Una narración limpia, sin mayores pretensiones, que da cuenta del terror sin recurrir a un informe de Medicina Legal o a las declaraciones del oficial a cargo. “Prevenido como estaba con la guerrilla, Luis Alfredo sospechó primero que el cargamento de plátanos estuviera siendo utilizado para camuflar armas. Luego fue más allá y se le ocurrió que si en la población de Chalán, Sucre, la guerrilla había inaugurado la modalidad terrorista del burro-bomba, nada de raro tenía que ahora estuviera innovando con el camión-bomba”.

La costa atlántica fue uno de los temas más recurrentes en sus relatos, un mundo que ante sus ojos suele oscilar entre el caos y la sorpresa, una fina línea en la que se pueden redactar informes de desarrollo y pobreza para organizaciones sin ánimo de lucro, noticias “de color” para adornar las emisiones del medio día de los noticieros o textos que desde lo cotidiano apuntan a reflejar cosas más grandes, a veces la imagen de todo un país transmitida desde una polvorienta carretera que se pierde entre la sombra de matas de plátano.

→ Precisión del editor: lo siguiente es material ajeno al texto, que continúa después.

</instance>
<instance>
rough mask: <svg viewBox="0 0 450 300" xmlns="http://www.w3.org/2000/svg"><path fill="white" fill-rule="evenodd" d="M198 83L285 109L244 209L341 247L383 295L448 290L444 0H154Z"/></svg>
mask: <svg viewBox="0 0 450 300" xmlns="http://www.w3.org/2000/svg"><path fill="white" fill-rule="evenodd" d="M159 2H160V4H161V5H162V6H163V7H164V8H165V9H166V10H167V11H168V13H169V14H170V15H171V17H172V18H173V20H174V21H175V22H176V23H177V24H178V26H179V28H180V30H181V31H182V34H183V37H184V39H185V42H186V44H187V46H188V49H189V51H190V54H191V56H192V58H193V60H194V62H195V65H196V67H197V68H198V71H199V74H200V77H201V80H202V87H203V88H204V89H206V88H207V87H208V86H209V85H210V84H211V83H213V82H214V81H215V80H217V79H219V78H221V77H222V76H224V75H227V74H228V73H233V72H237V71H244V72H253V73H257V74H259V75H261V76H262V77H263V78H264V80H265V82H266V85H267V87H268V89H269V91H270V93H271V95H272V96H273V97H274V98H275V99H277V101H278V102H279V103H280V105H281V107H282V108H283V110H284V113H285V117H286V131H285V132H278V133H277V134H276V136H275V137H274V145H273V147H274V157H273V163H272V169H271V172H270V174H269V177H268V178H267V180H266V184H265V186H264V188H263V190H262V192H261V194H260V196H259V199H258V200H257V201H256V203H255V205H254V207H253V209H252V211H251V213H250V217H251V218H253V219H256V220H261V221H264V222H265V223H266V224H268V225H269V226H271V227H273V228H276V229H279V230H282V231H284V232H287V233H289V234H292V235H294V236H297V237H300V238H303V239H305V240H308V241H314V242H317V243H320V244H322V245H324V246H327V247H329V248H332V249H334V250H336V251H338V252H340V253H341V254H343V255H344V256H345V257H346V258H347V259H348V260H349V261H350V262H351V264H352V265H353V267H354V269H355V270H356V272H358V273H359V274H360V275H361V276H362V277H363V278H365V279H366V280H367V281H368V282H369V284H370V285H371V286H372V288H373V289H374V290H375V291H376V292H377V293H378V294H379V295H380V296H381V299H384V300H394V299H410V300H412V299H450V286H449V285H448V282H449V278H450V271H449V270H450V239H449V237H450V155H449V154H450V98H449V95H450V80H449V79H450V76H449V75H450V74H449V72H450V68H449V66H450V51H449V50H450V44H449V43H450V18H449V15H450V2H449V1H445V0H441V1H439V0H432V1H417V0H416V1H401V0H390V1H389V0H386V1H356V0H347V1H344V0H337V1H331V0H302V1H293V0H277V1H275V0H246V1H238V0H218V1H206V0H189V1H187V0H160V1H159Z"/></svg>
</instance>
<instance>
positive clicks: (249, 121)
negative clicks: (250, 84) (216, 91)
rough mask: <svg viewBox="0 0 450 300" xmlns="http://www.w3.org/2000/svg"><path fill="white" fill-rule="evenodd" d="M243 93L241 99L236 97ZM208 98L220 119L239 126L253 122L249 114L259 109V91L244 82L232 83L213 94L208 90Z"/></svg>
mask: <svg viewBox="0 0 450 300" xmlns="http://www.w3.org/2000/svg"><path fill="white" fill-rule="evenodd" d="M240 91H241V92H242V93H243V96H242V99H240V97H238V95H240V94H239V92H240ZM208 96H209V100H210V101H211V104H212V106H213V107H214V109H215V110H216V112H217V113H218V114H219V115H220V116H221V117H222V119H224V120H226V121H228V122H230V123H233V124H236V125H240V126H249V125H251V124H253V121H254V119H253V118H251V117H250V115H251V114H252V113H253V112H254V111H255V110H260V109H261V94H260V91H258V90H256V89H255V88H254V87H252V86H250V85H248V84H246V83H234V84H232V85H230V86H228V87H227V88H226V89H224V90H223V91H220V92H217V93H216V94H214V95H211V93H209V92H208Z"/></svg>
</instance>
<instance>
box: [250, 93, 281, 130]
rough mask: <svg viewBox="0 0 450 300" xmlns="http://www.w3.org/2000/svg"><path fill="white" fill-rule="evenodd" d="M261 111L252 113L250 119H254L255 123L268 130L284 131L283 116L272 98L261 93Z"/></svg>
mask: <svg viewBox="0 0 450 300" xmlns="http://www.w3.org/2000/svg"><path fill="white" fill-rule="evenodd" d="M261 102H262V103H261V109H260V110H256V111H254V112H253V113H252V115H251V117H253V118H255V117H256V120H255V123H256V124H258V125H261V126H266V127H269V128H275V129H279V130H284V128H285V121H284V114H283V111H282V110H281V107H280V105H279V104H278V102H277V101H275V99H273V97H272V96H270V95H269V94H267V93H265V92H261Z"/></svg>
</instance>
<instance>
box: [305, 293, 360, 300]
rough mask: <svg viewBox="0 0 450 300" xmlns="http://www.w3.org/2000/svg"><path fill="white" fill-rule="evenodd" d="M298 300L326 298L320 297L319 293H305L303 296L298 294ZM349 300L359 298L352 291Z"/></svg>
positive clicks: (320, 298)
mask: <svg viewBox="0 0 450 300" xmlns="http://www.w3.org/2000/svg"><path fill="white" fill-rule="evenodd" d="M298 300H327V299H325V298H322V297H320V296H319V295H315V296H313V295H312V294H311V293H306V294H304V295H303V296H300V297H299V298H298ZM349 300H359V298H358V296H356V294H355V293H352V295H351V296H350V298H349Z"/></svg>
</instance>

“Mulford siente que ha hallado al interlocutor ideal para relatar sus desventuras de gabólogo solitario. En 1982, cuando la radio colombiana amaneció jubilosa con la noticia de que García Márquez acababa de convertirse en el primer Nobel colombiano, el buen profesor salió regocijado a la calle, esperando encontrarse a un pueblo de fiesta. Pero no. Lo único que halló fue a un grupo de alcohólicos en una esquina que se burlaron de él. ‘Mulford’, le gritaron, ‘¿Ya supiste que tu marido se ganó el Nobel?’, se lee en ‘Aracataca, muchos años después’, crónica publicada en 2001 en ‘El Heraldo’ y perteneciente al libro ‘Antología de grandes crónicas colombianas’.

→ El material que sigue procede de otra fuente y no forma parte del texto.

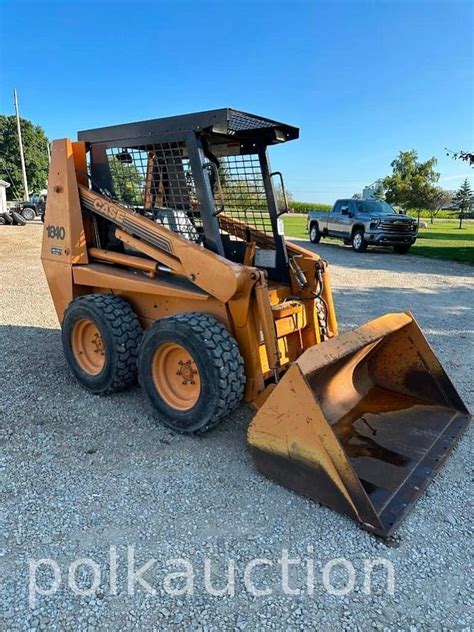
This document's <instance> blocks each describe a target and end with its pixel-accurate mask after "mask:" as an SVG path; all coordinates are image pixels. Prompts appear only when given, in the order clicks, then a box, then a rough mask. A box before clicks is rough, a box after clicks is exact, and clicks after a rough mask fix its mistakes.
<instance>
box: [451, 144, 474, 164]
mask: <svg viewBox="0 0 474 632" xmlns="http://www.w3.org/2000/svg"><path fill="white" fill-rule="evenodd" d="M445 149H446V147H445ZM446 156H451V157H452V158H454V160H464V162H468V163H469V165H470V166H471V167H473V168H474V152H472V151H463V150H462V149H461V150H460V151H451V150H450V149H446Z"/></svg>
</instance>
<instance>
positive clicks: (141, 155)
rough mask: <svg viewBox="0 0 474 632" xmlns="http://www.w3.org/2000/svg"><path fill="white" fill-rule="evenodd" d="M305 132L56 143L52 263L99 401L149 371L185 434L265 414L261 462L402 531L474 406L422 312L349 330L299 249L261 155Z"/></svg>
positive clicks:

McCausland, el hincha: ferviente seguidor del Júnior de Barranquilla. Como toda gran pasión, su equipo podía sacar lo mejor y lo peor de él. Alegrías, pero también fuertes regaños si los datos del partido no eran actualizados minuciosamente, y a tiempo, en la versión digital del periódico. Amor de devoto.

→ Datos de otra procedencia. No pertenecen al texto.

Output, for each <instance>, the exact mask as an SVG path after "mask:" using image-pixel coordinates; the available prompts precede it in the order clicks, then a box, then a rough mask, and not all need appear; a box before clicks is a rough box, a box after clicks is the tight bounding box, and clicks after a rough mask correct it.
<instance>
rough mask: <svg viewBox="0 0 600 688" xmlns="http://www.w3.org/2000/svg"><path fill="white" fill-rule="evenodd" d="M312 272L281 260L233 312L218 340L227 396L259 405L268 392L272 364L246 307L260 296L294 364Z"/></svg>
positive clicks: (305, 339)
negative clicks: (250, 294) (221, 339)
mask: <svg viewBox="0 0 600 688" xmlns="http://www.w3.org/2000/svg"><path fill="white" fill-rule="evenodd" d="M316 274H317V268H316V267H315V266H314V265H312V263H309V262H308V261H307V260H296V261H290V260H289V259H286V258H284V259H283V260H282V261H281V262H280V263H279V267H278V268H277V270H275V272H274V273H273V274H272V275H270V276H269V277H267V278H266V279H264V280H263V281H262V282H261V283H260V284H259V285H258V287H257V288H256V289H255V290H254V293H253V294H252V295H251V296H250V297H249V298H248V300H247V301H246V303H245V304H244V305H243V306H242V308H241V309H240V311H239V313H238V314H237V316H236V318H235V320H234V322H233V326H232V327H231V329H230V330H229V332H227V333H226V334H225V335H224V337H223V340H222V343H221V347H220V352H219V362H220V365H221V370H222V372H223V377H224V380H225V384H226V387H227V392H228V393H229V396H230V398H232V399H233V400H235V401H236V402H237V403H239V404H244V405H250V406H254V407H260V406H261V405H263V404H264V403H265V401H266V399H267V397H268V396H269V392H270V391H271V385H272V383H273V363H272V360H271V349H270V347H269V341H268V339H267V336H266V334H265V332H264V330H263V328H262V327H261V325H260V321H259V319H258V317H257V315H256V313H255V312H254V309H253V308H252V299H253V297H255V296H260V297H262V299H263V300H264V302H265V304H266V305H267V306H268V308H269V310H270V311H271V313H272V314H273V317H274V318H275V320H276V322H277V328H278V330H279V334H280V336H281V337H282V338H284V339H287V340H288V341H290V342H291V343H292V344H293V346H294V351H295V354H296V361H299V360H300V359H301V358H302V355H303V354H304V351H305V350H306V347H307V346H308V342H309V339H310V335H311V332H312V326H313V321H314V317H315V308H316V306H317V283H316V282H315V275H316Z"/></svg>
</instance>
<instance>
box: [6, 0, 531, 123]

McCausland, el jefe. Un recuerdo colectivo lo evoca como una máquina de trabajar, una especie de robot con acento de la costa que desde muy temprano en la mañana ya estaba enterado de las noticias del momento (que algunas veces no dudaba en comunicar por teléfono a sus redactores cuando aún el sol no había salido) y quien generalmente no salía de su oficina hasta bien entrada la noche. Muchos sábados los dedicó a compartir sus experiencias a jóvenes interesados en el mundo del periodismo, como parte de la Escuela de Redacción Olga Emilini, una iniciativa impulsada por ‘El Heraldo’.
Un verdadero creyente en ser multimedia, así el término no hubiera sido muy popular cuando McCausland comenzaba a mezclar la prensa con la radio, la radio con la televisión, la televisión con el cine, el cine con los documentales, los documentales con la literatura.